3D digital model of the double-helix structure of DNA. (PHOTO: VCG) |
China's Ministry of Science and Technology has published an ethical guideline for human genome editing research, clarifying the purpose, basic principles and general requirements for conducting human genome editing research. The guideline, announced by the medical ethics sub-committee of the National Science and Technology Ethics Commission on July 8, clearly states that any current clinical research involving germline genome editing is irresponsible and is not allowed.
To better understand the guideline, Science and Technology Daily (S&T Daily) interviewed Professor Zhai Xiaomei, a member of the World Health Organization (WHO) Expert Advisory Committee on Developing Global Standards for Governance and Oversight of Human Genome Editing.
"Genome editing's potential to alter human genetic material holds promise for the prevention and treatment of many genetic diseases, but also raises many ethical, legal and social issues," said Zhai. She said the guideline clarifies the "can do's" and "can't do's" of gene editing technology, with "improving human welfare" as the first principle of editing. It also says human genome editing research should be developed for the good.
Significance of the guideline
In July 2021, WHO issued new recommendations on human genome editing for public health, with the aim of helping the world consider the safety, efficacy, and ethical use of human genome editing as a public health tool. As Dr. Soumya Swaminathan, chief scientist of WHO, said, "As global research delves deeper into the human genome, we must minimize risks and leverage ways that science can drive better health for everyone, everywhere."
The guideline was issued in this context. "It highlights the significant scientific value of genome editing and emphasizes that the academic community should fully consider the potential risks of this technology to individuals, society and humanity," Zhai said.
To ensure this, the guideline sets out the basic ethical principles that human genome editing research should uphold and the special ethical requirements, and makes the analysis of the risks that may arise from genome editing as clear as possible, Zhai added.
Highlights of the guideline
According to Zhai, the guideline is significant as it clarifies the general and special requirements for human genome editing. It also highlights that in clinical research it's necessary to fully evaluate and address the severity of the disease and potential risks to strike a balance between action and prevention. Most importantly, it says it is irresponsible and impermissible to conduct any clinical research on germline genome editing at this time.

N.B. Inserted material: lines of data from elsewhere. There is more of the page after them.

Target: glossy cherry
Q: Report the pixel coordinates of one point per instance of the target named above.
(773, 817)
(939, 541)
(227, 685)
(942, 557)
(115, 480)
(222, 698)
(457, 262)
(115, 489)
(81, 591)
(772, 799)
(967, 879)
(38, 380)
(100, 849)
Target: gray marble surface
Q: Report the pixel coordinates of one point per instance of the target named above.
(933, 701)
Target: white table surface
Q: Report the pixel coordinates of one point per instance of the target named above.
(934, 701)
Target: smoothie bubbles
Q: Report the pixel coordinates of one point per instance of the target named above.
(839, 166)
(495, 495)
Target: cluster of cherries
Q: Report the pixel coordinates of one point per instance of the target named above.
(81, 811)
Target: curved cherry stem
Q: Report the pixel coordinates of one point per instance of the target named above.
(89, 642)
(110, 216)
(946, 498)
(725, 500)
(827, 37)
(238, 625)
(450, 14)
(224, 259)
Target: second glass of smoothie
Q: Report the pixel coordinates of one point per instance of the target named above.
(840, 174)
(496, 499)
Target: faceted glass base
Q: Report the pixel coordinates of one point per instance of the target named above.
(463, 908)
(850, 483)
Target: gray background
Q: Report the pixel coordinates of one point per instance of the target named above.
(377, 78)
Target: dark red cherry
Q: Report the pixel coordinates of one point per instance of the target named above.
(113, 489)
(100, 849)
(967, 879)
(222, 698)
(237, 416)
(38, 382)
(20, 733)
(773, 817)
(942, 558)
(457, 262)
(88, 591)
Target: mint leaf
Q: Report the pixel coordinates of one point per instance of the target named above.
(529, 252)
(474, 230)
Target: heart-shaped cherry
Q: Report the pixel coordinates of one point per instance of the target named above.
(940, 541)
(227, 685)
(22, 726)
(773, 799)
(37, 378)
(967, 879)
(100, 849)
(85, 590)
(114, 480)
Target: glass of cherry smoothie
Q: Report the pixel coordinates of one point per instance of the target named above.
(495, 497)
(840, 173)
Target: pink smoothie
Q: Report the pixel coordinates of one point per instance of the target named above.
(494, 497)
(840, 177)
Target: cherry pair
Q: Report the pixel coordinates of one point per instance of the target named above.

"Basic and preclinical research is necessary to understand the development of the human embryo, as well as research into diseases associated with the early development of the human embryo, and should continue," Zhai told S&T Daily. Even basic research or preclinical research needs to pay attention to ethical issues. For example, when research uses human biological material that has the potential to develop into human individuals, its origin and disposal after research should be ethically regulated.
The guideline also highlights that there are different ethical issues involved in basic research, preclinical research, clinical trials and clinical application transformation of human genome editing, Zhai said. She explained that the guideline analyzes the corresponding ethical requirements according to different characteristics, and strives to have stronger operability in practice.
In the future, with the development and progress of technology, clinical research on germline genome editing can be carried out under strict supervision after rigorous and prudent evaluation, if it complies with the regulatory framework of ethical and legal norms, according to Zhai.